Sorry to keep harping on Fleury. He can be just as maddening at times to me as he seems to be to most of his critics. But pardon me if I’m not quite ready yet to run him out of town because he had a bad series. Tough to jam him when guys like Ryan Miller, Roberto Luongo and Martin Brodeur are also home watching the playoffs. And maybe I still remember a little too well what it was like to try to talk myself into Sebastien Caron or Jean-Sebastian Aubin as the top goaltender to open a season.
The NHL Network is playing a “Classic Series” episode – the 1986 series between Montreal and Calgary. Badger Bob was coaching the Flames. Goalies back then looked like Gumby figures, and their leg pads couldn’t have been any bigger than old plastic-shell Mylec street hockey goalie pads. And no one sold out to block shots. Not at all. It’s no wonder Gretzky scored 215 points that season.
Dear NHL marketing department, Way to take a great concept – those “History Will Be Made” commercials – and absolutely drive it into the ground. They were just fine when they covered some of the game’s legendary moments. Should’ve left well enough alone.
Montreal did a terrific job taking away the middle of the ice and forcing the Pens’ wingers to beat them. With all due respect to guys like Chris Kunitz, Pascal Dupuis, Tyler Kennedy and Matt Cooke, they’re all far too similar players with skill sets that really aren’t geared toward sniping or getting the puck through crowds of people with any degree of accuracy. Want to know why there are so many calls for Shero to upgrade the wings? This is why.
Montreal may have finally discovered the way to stifle the Pens’ offensive depth, which is at its best when it can attack going up the middle of the ice. The Habs found players willing to collapse on their own goaltender, block shot after shot after shot and generate scoring chances off of whatever limited chances they got. Similar styles of play and the success they achieved in the playoffs in the mid-1990s led to a rise in copycat tactics for any team that had a hard time matching their opponent skill-for-skill. The NHL needs to tread lightly here. Teams want to win, but we lost a season not too long ago because the game became unwatchable due to stuff like this getting out of control.
All that said, it helped Montreal to have a hot goaltender capable of stealing a handful of games in that series. Game Seven aside, the three other Penguin losses could’ve easily gone the other way if not for Halak. System design can be copied, but a hot goaltender can’t.

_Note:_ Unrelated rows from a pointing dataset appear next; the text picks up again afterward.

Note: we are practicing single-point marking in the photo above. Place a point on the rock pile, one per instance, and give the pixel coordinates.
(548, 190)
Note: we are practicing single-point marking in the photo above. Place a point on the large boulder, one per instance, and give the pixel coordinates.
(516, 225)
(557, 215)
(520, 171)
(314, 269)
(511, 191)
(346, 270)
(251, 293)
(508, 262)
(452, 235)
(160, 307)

With guys like Mark Letestu, Nick Johnson and Eric Tangradi knocking at the NHL door and cap money always at a premium, it’s going to be interesting to see how Ray Shero handles some of the lower-line depth on the Pens this offseason.
A few more thoughts on the end of this season:
Many of the Pens core players who have been around for this entire playoff run have played 303 hockey games going back to the start of the 2007-08 season. That’s nearly four full seasons’ worth of hockey condensed into three years.
It’s not an excuse, but it’s a factor that may have played a role in this second-round loss. Maybe it wasn’t so much that this team couldn’t flip the switch or “go to the well” or whatever cliché you want to use. Maybe it’s because 303 games worth of hockey in three years left little in the tank.
The Pens of the early-to-mid 1990s were chock full of Hall of Fame-caliber talent. Lemieux. Jagr. Francis. Barrasso. Mullen. Murphy. Coffey. Stevens. Tocchet. Robitaille. Samuelsson. This was before there were defensive-oriented systems, goaltending coaches and advanced year-long training regimens. Those teams, with all that talent, won two Cups. The next time you hear someone gripe about how ridiculous it was that this team couldn’t defend its Cup, remind them of that.
It’s not the toughest trophy in pro sports to win for a reason.